С каким упоением он читал нам лекции, как каллиграфически он выводил на доске старославянские буквы и слова! Когда он говорил, он старался на нас не смотреть. Лицо его в эти мгновения было почти благородным. Мы же старались не то что не шуметь, а не дышать. Если бы мы могли стать прозрачными, мы сделали бы это.
Данков слышал каждый звук в аудитории. Если кто-то ронял ручку или чихал, он реагировал на это, как сторожевой робот из фантастических фильмов. Он тут же оглядывался на звук, вспоминал, что мы – это мы, он видел нас, возвращался к действительности, и лицо его искажала мука отчаянного непонимания… Непонимания, зачем всё это…
А если он замечал, что кто-то клюёт носом, дремлет или спит… Его рука, в которой был мел, вскидывалась для броска… Но он не бросал мел. Видимо, он понимал, что может убить. Он тихо рычал, а кусок мела крошился в его пальцах. (Я не преувеличиваю. Так оно и было.) В такой позе он замирал секунд на пять-десять. Мы в это время просто не дышали. Потом он горестно обмякал и ещё более горестно говорил нам что-нибудь очень обидное и неожиданное.

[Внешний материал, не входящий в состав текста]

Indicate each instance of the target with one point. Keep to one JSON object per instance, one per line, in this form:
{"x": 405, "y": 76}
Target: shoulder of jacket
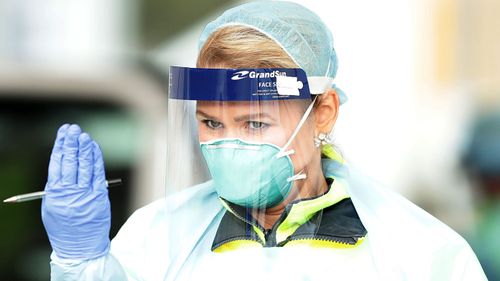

– Как же вы не видите-то, а? Вы же в зеркала-то смотрите! И как же не видите?! Вы же не видите ничего! – сказал он однажды очень искренне. Говорил он тоном человека, который наблюдал страшную и впервые открывшуюся ему истину. – Посмотрите на себя! Вы же чудовищное сборище насекомых…
Не хотел бы я тогда увидеть нас его глазами!
Данков был всегда неопрятно одет. Костюма у него было два, один тёмно-серый, другой светло-серый. Оба старые, сильно запятнанные, давно или никогда не глаженные. Галстук он надевал редко и непонятно в связи с чем. Появление галстука не было связано с торжествами, официальными событиями или с экзаменами. Просто иногда он надевал галстук. Рубашек у него было несколько, они были все очень простые, сильно заношенные, с потрёпанными воротничками, с не всегда одинаковыми пуговицами, но всегда чистые. Старый-старый портфель, старые часы на руке, старые визгливые ботинки. Стригся он, по-моему, раз в год, и то летом, когда мы его не видели. Он не придавал никакого значения вещам. Машины у него не было. Детей?.. Не знаю. Но детей, о которых надо было заботиться, точно не было. Дачи не было. Жена была, а женщины или женщин не было. И желания что-либо такое иметь тоже, очевидно, не было. Куда же он девал значительную свою деканско-доцентскую зарплату? (Тогда в 70—80-е они получали хорошо). Он ничего на себя не тратил. Но было видно, что и деньги сами по себе его не волнуют.